En 2007, il avait été recruté en contrat à durée déterminée pour assurer le remplacement d’un journaliste en congé maladie.
Son CDD a été renouvelé le 4 septembre 2010 puis le 28 mai 2010 dans l’attente de l’entrée en fonction du journaliste titulaire du poste, jusqu’en 2014.
Entre ces CDD successifs (2000-2010), le reporter photographe était payé à la pige.
1) Rappel des règles de droit pour les journalistes professionnels et pigistes
1.1) Une présomption de salariat des journalistes professionnels
Le contrat de travail est défini comme « la convention par laquelle une personne s’engage à mettre son activité à la disposition d’une autre sous la subordination de laquelle elle se place moyennant une rémunération » (Cass. soc., 22 juill. 1954).
L’article L. 7112-1 du Code du Travail prévoit une présomption de salariat pour les journalistes professionnels prévus par:
« Toute convention par laquelle une entreprise de presse s’assure, moyennant rémunération, le concours d’un journaliste professionnel est présumée être un contrat de travail.

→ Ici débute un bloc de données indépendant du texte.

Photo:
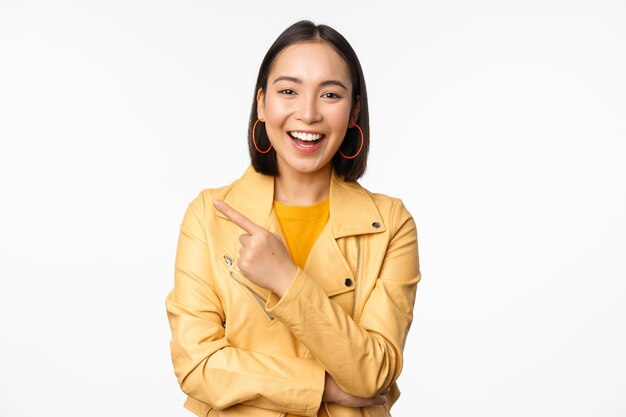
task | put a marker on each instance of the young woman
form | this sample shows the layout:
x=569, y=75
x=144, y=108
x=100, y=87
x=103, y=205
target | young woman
x=294, y=286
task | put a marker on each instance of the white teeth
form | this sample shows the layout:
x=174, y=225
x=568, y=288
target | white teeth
x=308, y=137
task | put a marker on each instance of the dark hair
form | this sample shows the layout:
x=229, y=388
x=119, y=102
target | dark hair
x=305, y=30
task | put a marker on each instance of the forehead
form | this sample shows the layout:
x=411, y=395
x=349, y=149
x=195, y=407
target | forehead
x=310, y=61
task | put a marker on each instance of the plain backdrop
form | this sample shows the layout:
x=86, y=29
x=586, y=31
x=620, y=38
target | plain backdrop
x=501, y=125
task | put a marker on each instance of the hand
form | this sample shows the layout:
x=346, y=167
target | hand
x=334, y=394
x=263, y=258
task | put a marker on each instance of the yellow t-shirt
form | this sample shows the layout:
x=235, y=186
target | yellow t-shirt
x=301, y=227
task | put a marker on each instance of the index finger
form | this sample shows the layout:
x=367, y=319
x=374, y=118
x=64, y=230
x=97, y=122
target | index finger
x=236, y=217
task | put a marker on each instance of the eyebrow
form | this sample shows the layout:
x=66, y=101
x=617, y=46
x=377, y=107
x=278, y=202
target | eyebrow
x=299, y=81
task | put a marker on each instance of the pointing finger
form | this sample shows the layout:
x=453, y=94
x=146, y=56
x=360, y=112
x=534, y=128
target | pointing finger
x=236, y=217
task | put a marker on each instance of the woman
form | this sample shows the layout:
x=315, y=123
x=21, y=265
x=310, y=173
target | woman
x=294, y=286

Cette présomption subsiste quels que soient le mode et le montant de la rémunération ainsi que la qualification donnée à la convention par les parties.».
La reconnaissance du statut de journaliste professionnel implique la réunion de quatre conditions (article L. 7111-3 du Code du travail) :
- L’exercice de la profession de journaliste
- L’exercice à titre principal de cette activité,
- L’exercice de cette profession doit procurer l’essentiel de ses ressources aux journalistes,
- L’exercice de la profession doit avoir lieu dans une ou plusieurs entreprises de presse, publications quotidiennes et périodiques ou agence de presse.
L’article L.7111-4 du Code du Travail assimile aux journalistes professionnels les collaborateurs directs de la rédaction comme les rédacteurs-réviseurs, les reporters-dessinateurs, reporters-photographes mais exclu toute collaboration occasionnelle (ce sont les journalistes assimilés).
1.2) Une rémunération à la «pige » pour les journalistes occasionnels
Les pigistes sont des journalistes non rémunérés de manière fixe et périodique, mais à la pige, c'est-à-dire par une rétribution accordée en proportion du nombre et de la qualité des articles qu'ils remettent à l'entreprise.
Les pigistes bénéficient de la présomption de contrat de travail, s'ils ont la qualité de journaliste professionnel dans les conditions fixées par l'article L 7111-3 du Code du travail.
Il est nécessaire qu’ils répondent aux quatre critères précédemment cités.
Dès lors, la simple qualité de journaliste pigiste ne permet pas de revendiquer le statut de journaliste professionnel bénéficiant comme tel de la présomption légale de salariat (Cass Soc 17 octobre 2012 n° 11-14.302).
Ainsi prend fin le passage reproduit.